Grade seven learners in Lupane district have difficulties in reading, an issue that has resulted in most schools in the area recording zero percent pass rates in the Zimbabwe Schools Examination Council (ZIMSEC) examinations, research has established.
This was revealed by Dr Christopher Ndlovu, a lecturer at Lupane State University (LSU) during an interview on The Breakfast Club, Tuesday.
Dr Ndlovu was giving an account of research conducted by LSU to establish the reason why most primary schools in the Lupane district recorded zero percent pass rates in national examinations.
The 2020 grade seven examination national pass rate dropped to 37.11 percent, from 46.9 percent in 2019.
Dr Ndlovu said the research, which was first conducted four years ago in conjunction with the University of the Free State in South Africa and the Baobab, showed that the majority of the learners in schools in the district were reading at a standard below their level.

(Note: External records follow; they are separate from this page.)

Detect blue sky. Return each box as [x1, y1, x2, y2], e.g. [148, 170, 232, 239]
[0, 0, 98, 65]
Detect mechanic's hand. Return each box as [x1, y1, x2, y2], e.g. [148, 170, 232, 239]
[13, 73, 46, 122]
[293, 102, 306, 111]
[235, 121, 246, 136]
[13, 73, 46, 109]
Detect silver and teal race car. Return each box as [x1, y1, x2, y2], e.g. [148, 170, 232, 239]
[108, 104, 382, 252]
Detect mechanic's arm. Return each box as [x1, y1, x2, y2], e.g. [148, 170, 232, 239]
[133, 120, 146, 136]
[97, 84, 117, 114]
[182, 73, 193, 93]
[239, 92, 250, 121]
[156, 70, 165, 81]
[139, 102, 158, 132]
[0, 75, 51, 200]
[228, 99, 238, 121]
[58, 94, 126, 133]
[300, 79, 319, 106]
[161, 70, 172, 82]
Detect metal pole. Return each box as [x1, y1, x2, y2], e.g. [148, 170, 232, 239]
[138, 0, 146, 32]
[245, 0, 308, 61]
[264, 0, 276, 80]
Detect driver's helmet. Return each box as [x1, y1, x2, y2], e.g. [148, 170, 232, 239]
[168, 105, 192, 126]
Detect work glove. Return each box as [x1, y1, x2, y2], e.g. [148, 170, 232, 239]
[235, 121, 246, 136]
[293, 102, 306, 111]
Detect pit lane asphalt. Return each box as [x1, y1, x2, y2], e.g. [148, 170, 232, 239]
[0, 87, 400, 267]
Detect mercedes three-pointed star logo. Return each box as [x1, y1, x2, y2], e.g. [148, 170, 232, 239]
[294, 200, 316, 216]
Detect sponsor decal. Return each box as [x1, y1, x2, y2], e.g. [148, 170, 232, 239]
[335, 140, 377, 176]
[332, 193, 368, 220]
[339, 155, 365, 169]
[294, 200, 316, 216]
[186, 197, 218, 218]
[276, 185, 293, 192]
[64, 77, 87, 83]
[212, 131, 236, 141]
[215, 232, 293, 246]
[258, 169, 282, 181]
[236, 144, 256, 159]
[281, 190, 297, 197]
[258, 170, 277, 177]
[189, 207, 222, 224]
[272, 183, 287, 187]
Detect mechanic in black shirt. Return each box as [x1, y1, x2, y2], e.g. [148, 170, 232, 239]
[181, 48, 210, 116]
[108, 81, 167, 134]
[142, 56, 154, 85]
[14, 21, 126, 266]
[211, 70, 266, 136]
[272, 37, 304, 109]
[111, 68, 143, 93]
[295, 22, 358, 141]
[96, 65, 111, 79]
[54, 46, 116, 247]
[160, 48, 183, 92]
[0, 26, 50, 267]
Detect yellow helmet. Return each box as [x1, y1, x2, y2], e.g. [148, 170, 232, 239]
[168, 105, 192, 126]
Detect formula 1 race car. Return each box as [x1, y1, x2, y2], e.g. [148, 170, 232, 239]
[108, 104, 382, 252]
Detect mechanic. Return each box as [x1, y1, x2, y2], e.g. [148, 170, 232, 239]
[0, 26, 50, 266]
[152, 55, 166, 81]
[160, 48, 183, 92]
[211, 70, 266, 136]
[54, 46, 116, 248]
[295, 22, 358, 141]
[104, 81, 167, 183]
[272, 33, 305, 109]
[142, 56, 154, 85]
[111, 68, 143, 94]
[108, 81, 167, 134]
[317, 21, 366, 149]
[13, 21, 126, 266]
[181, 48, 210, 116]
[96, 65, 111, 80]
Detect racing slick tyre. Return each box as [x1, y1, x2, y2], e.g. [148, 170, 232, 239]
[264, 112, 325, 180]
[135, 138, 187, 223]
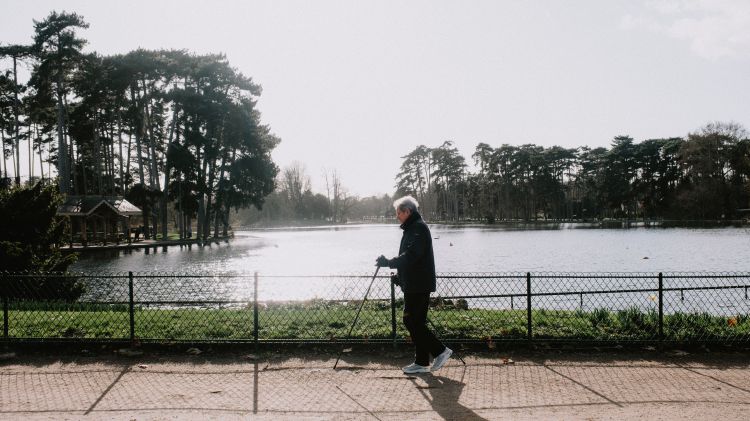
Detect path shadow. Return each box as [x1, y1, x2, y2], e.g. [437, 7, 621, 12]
[412, 366, 487, 421]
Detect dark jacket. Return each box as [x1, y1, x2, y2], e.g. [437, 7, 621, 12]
[389, 211, 435, 293]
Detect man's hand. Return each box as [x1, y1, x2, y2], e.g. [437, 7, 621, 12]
[375, 254, 390, 268]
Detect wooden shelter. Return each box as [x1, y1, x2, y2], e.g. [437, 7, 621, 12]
[57, 196, 142, 247]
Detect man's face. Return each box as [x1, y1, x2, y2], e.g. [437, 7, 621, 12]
[396, 208, 411, 224]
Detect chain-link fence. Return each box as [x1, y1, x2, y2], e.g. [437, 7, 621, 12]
[0, 272, 750, 343]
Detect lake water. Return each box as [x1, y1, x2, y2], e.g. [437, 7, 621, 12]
[72, 224, 750, 314]
[71, 224, 750, 275]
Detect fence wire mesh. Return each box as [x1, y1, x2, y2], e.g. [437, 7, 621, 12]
[0, 272, 750, 343]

“We were concerned as an institution about the poor results. That was when we embarked on the research and we reached out to our partners for assistance. Some tests were conducted and we found that the majority of the grade seven learners read at a standard of grade four level. Ten percent read at a level of grade two and three while the other ten percent read at a level of grade seven,” said Dr Ndlovu.
“Reading is the basis of the whole learning process. If you can’t read then you can’t pass because you would not be in a position to understand what the question is demanding of you. This is the reason why most learners in this district failed their final examinations.”

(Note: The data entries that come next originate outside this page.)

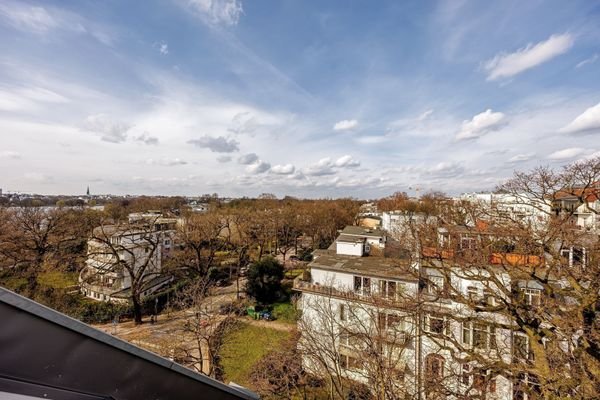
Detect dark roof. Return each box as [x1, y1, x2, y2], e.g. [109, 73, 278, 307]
[335, 233, 366, 243]
[0, 287, 258, 400]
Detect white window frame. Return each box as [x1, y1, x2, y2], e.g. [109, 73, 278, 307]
[423, 314, 450, 336]
[461, 321, 496, 350]
[353, 275, 373, 296]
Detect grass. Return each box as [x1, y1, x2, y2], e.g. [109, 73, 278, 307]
[285, 268, 304, 279]
[37, 271, 77, 289]
[220, 323, 290, 386]
[273, 303, 297, 324]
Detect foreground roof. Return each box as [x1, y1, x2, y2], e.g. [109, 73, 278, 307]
[309, 250, 418, 281]
[0, 288, 258, 400]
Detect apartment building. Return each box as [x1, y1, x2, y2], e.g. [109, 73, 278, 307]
[79, 212, 177, 302]
[294, 223, 556, 400]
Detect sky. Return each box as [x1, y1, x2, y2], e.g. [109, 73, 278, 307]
[0, 0, 600, 198]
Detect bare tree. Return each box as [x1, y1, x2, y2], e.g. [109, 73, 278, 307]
[170, 278, 236, 378]
[80, 218, 170, 324]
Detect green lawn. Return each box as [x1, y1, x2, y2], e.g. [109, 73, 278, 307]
[37, 271, 77, 289]
[220, 323, 290, 386]
[273, 303, 298, 324]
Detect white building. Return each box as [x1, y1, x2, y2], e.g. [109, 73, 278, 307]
[79, 213, 177, 302]
[294, 225, 552, 399]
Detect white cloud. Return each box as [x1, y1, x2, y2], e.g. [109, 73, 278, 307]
[217, 156, 231, 164]
[548, 147, 585, 160]
[417, 110, 433, 121]
[23, 172, 54, 183]
[271, 164, 296, 175]
[304, 157, 335, 176]
[575, 54, 598, 68]
[508, 153, 535, 163]
[158, 42, 169, 56]
[0, 86, 69, 111]
[456, 109, 505, 140]
[186, 0, 244, 26]
[133, 132, 158, 145]
[484, 33, 574, 81]
[238, 153, 258, 165]
[246, 160, 271, 174]
[354, 135, 388, 144]
[333, 119, 358, 131]
[560, 103, 600, 133]
[0, 2, 59, 33]
[82, 114, 131, 143]
[188, 135, 239, 153]
[0, 151, 21, 160]
[146, 158, 187, 167]
[335, 155, 360, 168]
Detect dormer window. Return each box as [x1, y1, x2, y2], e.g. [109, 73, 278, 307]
[521, 288, 542, 307]
[354, 276, 371, 295]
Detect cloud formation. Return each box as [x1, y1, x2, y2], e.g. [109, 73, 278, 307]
[508, 153, 535, 163]
[271, 164, 296, 175]
[187, 135, 239, 153]
[333, 119, 358, 131]
[238, 153, 258, 165]
[548, 147, 585, 160]
[133, 132, 158, 145]
[456, 109, 505, 140]
[246, 160, 271, 174]
[560, 103, 600, 133]
[146, 158, 187, 167]
[186, 0, 244, 26]
[0, 2, 59, 34]
[83, 114, 131, 143]
[335, 155, 360, 168]
[304, 157, 335, 176]
[217, 156, 231, 164]
[484, 33, 575, 81]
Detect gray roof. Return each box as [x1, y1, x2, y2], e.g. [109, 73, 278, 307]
[341, 225, 385, 238]
[0, 287, 258, 400]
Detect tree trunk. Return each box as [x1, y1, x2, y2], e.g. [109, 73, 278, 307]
[131, 296, 143, 325]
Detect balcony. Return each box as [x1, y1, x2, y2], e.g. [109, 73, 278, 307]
[293, 278, 408, 309]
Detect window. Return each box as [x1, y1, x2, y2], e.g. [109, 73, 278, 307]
[340, 304, 348, 321]
[377, 312, 404, 332]
[460, 236, 477, 250]
[425, 354, 444, 382]
[513, 373, 540, 400]
[473, 368, 496, 393]
[425, 275, 448, 296]
[354, 276, 371, 295]
[340, 354, 361, 370]
[462, 321, 496, 350]
[521, 288, 542, 307]
[513, 334, 533, 361]
[460, 363, 496, 393]
[424, 314, 450, 335]
[460, 363, 471, 386]
[467, 286, 479, 301]
[379, 280, 402, 300]
[483, 289, 496, 307]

He noted that to remedy the situation, the University mobilised teachers to conduct camp schools during the holidays in order to assist the learners.
“During the day the teachers would take the learners for their lessons and in the evening we would help teachers with the best ways to deal with non-readers. Through these programs, the learners improved immensely and the schools which released their learners to attend our classes moved from the zero percent pass rate bracket,” he said.
“It’s a pity that the lockdown has affected our program but we are trying to acquire donors who will assist us to have resources that will enable us to conduct our lessons. So far we have a donor who has promised to avail radios for rural schools so that learners can be able to access their lessons digitally. We also hope that resources permitting we can have this program in all rural districts in the country.”